MIR is backed up by the HDF5 data file format.

HDF5 is an extensible and open standard, comprised of platform independent technologies which are available under Open Source licenses. HDF5 format has been designed with the objective of creating data storages that are self-descriptive, flexible, and have extremely fast and efficient access patterns to the stored data.

Note

Although not mandatory, MIR data files should have the .mir extension (lowercase), for easier identification on the file system.

HDF5 key concepts

Although HDF5 key concepts are best explained by the HDF5 User’s Guide, a quick overview is given bellow for readers convenience:

Group

A collection of HDF5 objects (including other groups).

As suggested by its name “Hierarchical Data Format”, an HDF5 file is hierarchically structured, like a tree. This tree structure is very similar to the file system structures employed on UNIX systems, with directories and files. HDF5 groups are analogous to the directories, HDF5 datasets are analogous to the files.

Every HDF5 data file has at least one object, the root group. All other objects (including groups) are either members of the root group or its descendants.

Dataset

A multidimensional array of data elements, together with supporting metadata.

An HDF5 dataset is an object composed of a collection of data elements and metadata that stores a description of the data elements, data layout, and all other information necessary to write, read, and interpret the stored data.

Data type

A description of a specific class of data element including its storage layout as a pattern of bits.

HDF5 data types implement a flexible, extensible, and portable mechanism for specifying and discovering the storage layout of the data elements, determining how to interpret the elements (for example, as float­ing point numbers), and for transferring data from different compatible layouts.

Atomic data types are indivisible. Composite data types are composed of multiple elements of atomic data types.

In addition to the standard types, users can define additional custom data types.

Attribute

A small metadata object attached to a group or a dataset.

Attributes are a critical part of what makes HDF5 a “self-describing” format. They are small named pieces of data attached directly to group or dataset objects. This is the official way to store metadata in HDF5.

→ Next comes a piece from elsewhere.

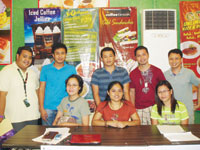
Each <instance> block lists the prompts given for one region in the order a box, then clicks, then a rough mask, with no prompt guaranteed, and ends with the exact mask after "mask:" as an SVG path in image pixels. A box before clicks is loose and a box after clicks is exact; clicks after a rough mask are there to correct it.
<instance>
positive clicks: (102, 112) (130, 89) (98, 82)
mask: <svg viewBox="0 0 200 150" xmlns="http://www.w3.org/2000/svg"><path fill="white" fill-rule="evenodd" d="M134 54H135V58H136V61H137V62H138V66H137V68H135V69H134V70H133V71H132V72H130V74H129V73H128V72H127V71H126V69H124V68H122V67H118V66H116V65H115V51H114V49H113V48H111V47H105V48H103V49H102V50H101V53H100V55H101V60H102V62H103V64H104V67H102V68H99V69H96V70H95V72H94V73H93V75H92V79H91V87H92V92H93V97H94V101H95V104H96V106H97V109H96V112H95V114H94V116H93V119H92V121H91V122H92V125H94V126H112V127H118V128H124V127H126V126H134V125H140V124H141V125H150V124H153V125H156V124H188V123H194V110H195V109H197V108H198V107H200V96H198V104H197V105H195V106H194V107H193V102H192V85H195V86H198V87H199V88H198V94H197V95H200V80H199V79H198V78H197V77H196V76H195V74H194V73H193V72H192V71H191V70H189V69H186V68H184V67H183V66H182V52H181V50H179V49H173V50H170V51H169V53H168V58H169V64H170V66H171V68H170V69H169V70H168V71H166V72H165V73H164V74H163V72H162V71H161V70H160V69H159V68H157V67H155V66H153V65H151V64H149V61H148V60H149V52H148V49H147V48H146V47H144V46H139V47H137V48H136V49H135V51H134ZM66 55H67V47H66V46H65V45H64V44H62V43H55V44H53V46H52V56H53V58H54V61H53V62H52V63H51V64H48V65H45V66H43V67H42V70H41V73H40V79H38V77H37V75H36V73H35V72H34V71H33V70H32V69H31V68H30V66H31V65H32V61H33V52H32V49H31V48H30V47H28V46H23V47H19V48H18V51H17V56H16V62H14V63H13V64H11V65H7V66H6V67H4V68H3V69H2V70H1V71H0V122H1V121H2V120H3V119H4V118H8V119H10V121H11V122H12V125H13V128H14V130H15V131H16V132H17V131H19V130H20V129H22V128H23V127H24V126H25V125H28V124H35V125H37V124H38V121H39V119H40V116H41V118H42V125H56V126H57V125H60V126H79V125H83V126H88V125H89V122H90V109H89V105H88V102H87V101H86V100H85V99H84V98H83V97H81V96H80V93H81V92H82V90H83V85H84V81H83V79H82V78H81V77H80V76H79V75H77V73H76V69H75V67H74V66H72V65H69V64H67V63H66V62H65V59H66ZM188 113H189V115H188Z"/></svg>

Mapping MIR concepts onto HDF5

In general, MIR concepts map cleanly onto their HDF5 counterparts:

MIR HDF5
Data type Data type
Attribute Attribute
Dataset Dataset
Layer Group

Detailed MIR/HDF5 data type map:

  • integer numbers are stored as 32-bit signed integers, using the H5T_STD_I32LE HDF5 data type
  • floating point numbers are stored as IEEE 754 binary64, using the H5T_IEEE_F64LE HDF5 data type
  • all Unicode strings are UTF-8 encoded

Additionally, each MIR layer (HDF5 group) is a child of the root HDF5 group.